Pero el Pequeño Ethan continuó mirándolo con enojo.
—¡Papá!
¡Arregla esto!
¡Tenemos que encontrar a la Señorita Abi y traerla de vuelta!
—El Pequeño Ethan exigió, golpeando el suelo con el pie.
Nathan se levantó y se masajeó las sienes.
Al igual que el Pequeño Ethan, Nathan estaba enfadado cuando se enteró de que Abigail había elegido estar con otro hombre.
Era su elección.
Pero, ¿por qué lo culpaban a él?
También estaba furioso porque se sentía traicionado ya que Abigail le había mentido.
Ese hombre había afirmado que era el hombre de Abigail.
Solo significaba que Abigail estaba en una relación con alguien.
—No tengo que arreglar nada.
Ella es quien escogió dejarnos.
No la eché de la mansión.
Déjala ser.
Fue su elección —respondió Nathan con desprecio a su hijo.
Contrario a sus palabras, a Nathan le estaba muriendo por arrastrar a Abigail de vuelta a la mansión y confrontarla.

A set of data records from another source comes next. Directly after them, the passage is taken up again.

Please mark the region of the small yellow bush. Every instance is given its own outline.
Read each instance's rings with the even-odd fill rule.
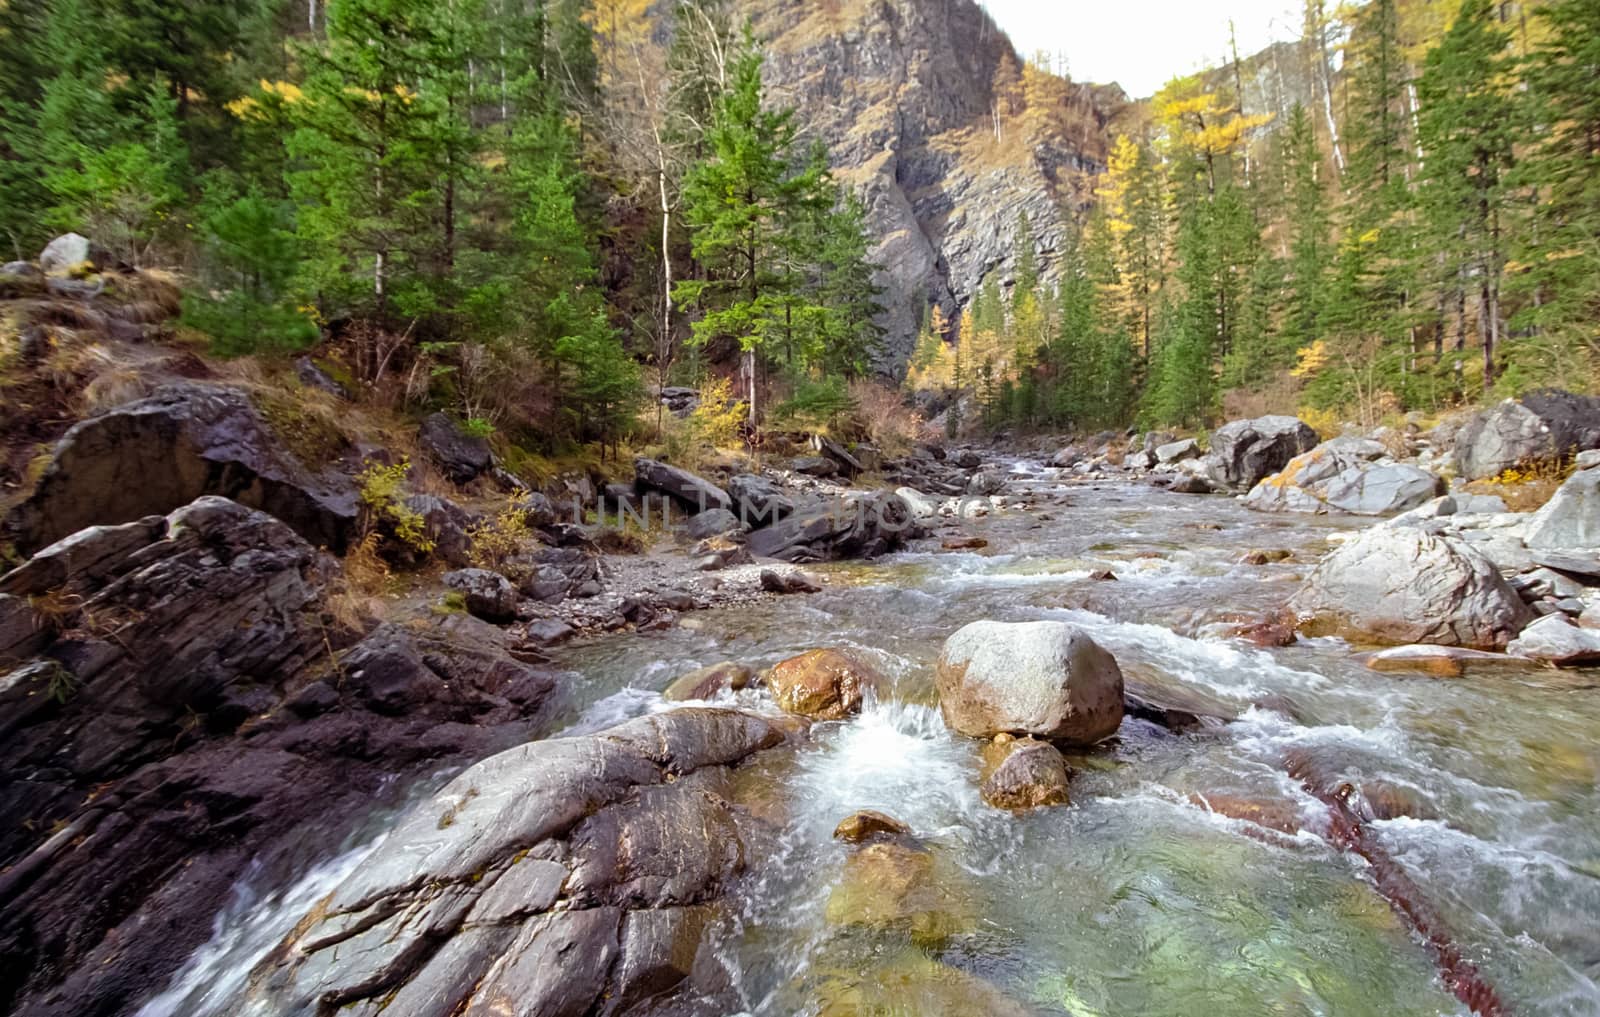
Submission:
[[[700,405],[682,420],[667,421],[662,445],[667,457],[685,469],[696,469],[717,449],[740,444],[749,407],[733,397],[733,384],[712,378],[700,386]]]
[[[472,538],[472,564],[503,572],[506,562],[533,540],[533,531],[528,526],[528,514],[512,496],[492,518],[468,529],[467,536]]]
[[[1314,406],[1302,406],[1298,416],[1301,420],[1311,425],[1311,429],[1317,432],[1317,437],[1323,441],[1337,438],[1344,429],[1339,422],[1339,415],[1333,410],[1319,410]]]
[[[372,524],[387,522],[394,530],[395,539],[418,554],[433,551],[433,541],[428,539],[421,513],[406,504],[406,475],[411,472],[411,460],[402,459],[393,466],[368,462],[367,468],[356,478],[361,491],[361,504],[365,505]]]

Tanto el Mayordomo Li como el guardaespalda salieron en silencio del estudio.
Simplemente dejaron que el padre y el hijo se las arreglaran entre ellos.
Se quedaron afuera del estudio.
Pusieron sus oídos en la puerta cerrada, escuchando secretamente.
—¡Papá!
¿No le tienes cariño a la Señorita Abi ni siquiera un poco?

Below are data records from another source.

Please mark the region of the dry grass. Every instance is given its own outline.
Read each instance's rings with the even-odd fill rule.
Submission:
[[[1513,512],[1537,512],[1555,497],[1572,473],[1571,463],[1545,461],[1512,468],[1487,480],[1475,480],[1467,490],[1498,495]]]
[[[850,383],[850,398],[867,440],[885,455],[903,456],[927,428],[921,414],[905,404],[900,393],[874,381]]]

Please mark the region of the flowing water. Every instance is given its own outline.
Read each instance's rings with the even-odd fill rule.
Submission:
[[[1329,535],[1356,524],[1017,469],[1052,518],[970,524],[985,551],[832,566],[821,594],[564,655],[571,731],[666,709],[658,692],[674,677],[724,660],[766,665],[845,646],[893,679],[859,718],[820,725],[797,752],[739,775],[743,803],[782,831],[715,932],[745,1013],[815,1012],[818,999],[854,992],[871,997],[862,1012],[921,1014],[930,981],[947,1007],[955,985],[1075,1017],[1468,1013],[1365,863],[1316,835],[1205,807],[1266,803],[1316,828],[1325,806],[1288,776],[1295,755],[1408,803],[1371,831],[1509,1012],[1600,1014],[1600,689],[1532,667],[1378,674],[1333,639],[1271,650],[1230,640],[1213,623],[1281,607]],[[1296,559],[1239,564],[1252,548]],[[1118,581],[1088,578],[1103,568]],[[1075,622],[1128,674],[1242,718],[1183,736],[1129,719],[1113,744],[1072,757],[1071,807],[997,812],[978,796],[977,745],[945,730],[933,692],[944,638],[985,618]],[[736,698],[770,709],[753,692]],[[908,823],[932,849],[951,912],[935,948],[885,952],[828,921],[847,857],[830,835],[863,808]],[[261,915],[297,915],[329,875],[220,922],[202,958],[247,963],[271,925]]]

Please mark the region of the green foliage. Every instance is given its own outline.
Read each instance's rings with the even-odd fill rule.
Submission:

¿No te gusta verla por aquí?
Ya estoy acostumbrado a su presencia.
La voy a extrañar.
Quiero saber por qué la Señorita Abi decidió dejarnos.
Su vida está en peligro, ¿verdad?
Prometiste protegerla.
Aquí podemos mantenerla a salvo —El Pequeño Ethan hablaba espontáneamente, expresando lo que tenía en mente.

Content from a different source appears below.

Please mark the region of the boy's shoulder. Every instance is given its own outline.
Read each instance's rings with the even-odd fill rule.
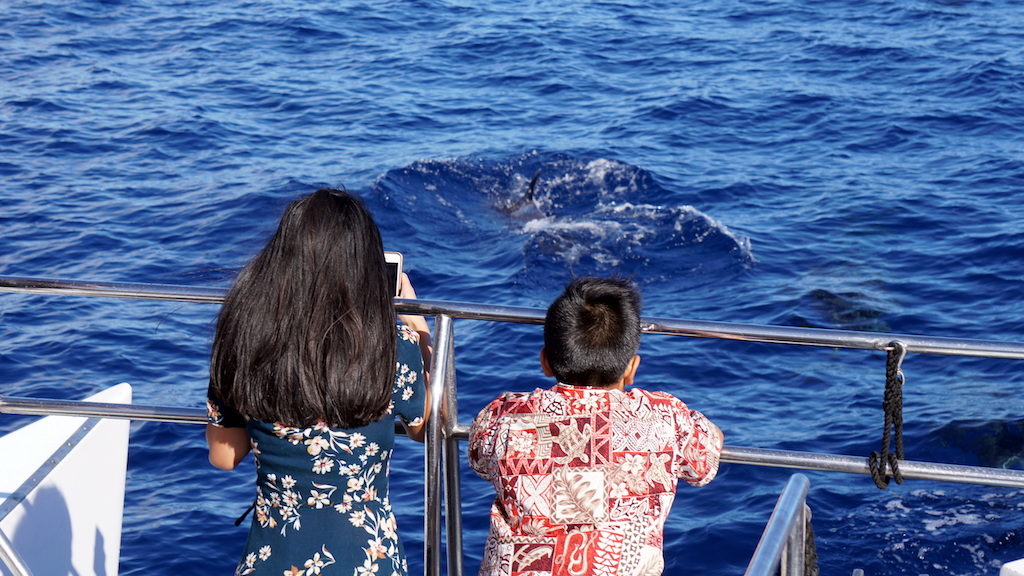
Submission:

Cerró la distancia y tiró del dobladillo de la camisa de su padre.
Puso una cara lastimera, sacando el labio inferior como si estuviera a punto de llorar.
—Está bien.
No llores.
Vamos a buscarla pero…
tú serás quien la convenza —dijo Nathan, calmando a su hijo y al mismo tiempo, usándolo para su agenda oculta.
Quería que Abigail volviera, pero tenía demasiado orgullo como para suplicarle que regresara con ellos.